Mapplethorpe's photographs exemplify classical ideals of form and proportion. Reminiscent of the work of Edward Weston, with their controlled relationships between light and shadow, balance and asymmetry, beauty and obscenity, Mapplethorpe images clearly presage a more contemporary interest with the body and a consciousness of self. Sculptural forms are achieved through dramatically and intensely lighting the body, creating abstract figures that cease to be strictly male or female, black or white but fluid ambiguous beings free of racial or gender distinctions. In works such as Lydia Cheng, 1985, Mapplethorpe applied silver toned makeup to further obscure the color of her skin. Torsos evoke the sculpture of Jean Arp and in some cases, Mapplethorpe goes so far as to replace the human subject with classical sculpture marble. Germano Celant writes:

In every detail, the sculptural and photographic material reflects the intense incandescence and efflorescence of the torsos, legs, faces, and hands. Muscles and skin appear in a state of ebullition, as though fraught with explosive force. Even when Rodin and Mapplethorpe break up the body into parts, focusing their gaze on back or thigh, penis or vagina, arm or neck, navel to armpit, the “cut” does not lessen the energy’s grip; instead, the body part finds its powerful truth. This kindles a sensual vertigo fed by the pleasures of the flesh, male or female, black or white. The result is the offering of a body cleansed of all impurities, sexual or racial, moralistic or ideological.

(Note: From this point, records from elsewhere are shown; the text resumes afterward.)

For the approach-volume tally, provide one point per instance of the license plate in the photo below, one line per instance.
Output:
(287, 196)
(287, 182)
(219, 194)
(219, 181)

Celebrated and censored, revered and reviled, demonized and deified, Robert Mapplethorpe's work has never been less than controversial. Since Mapplethorpe's untimely death in 1989, his work has been the subject of numerous exhibitions in museums throughout the world, including Centre National d'Art et de Culture Georges Pompidou in Paris, Stedelijk Museum in Amsterdam, the Whitney Museum of American Art and the Guggenheim Museum in New York. His work is widely collected, and he is considered one of the most important photographers of the twentieth century.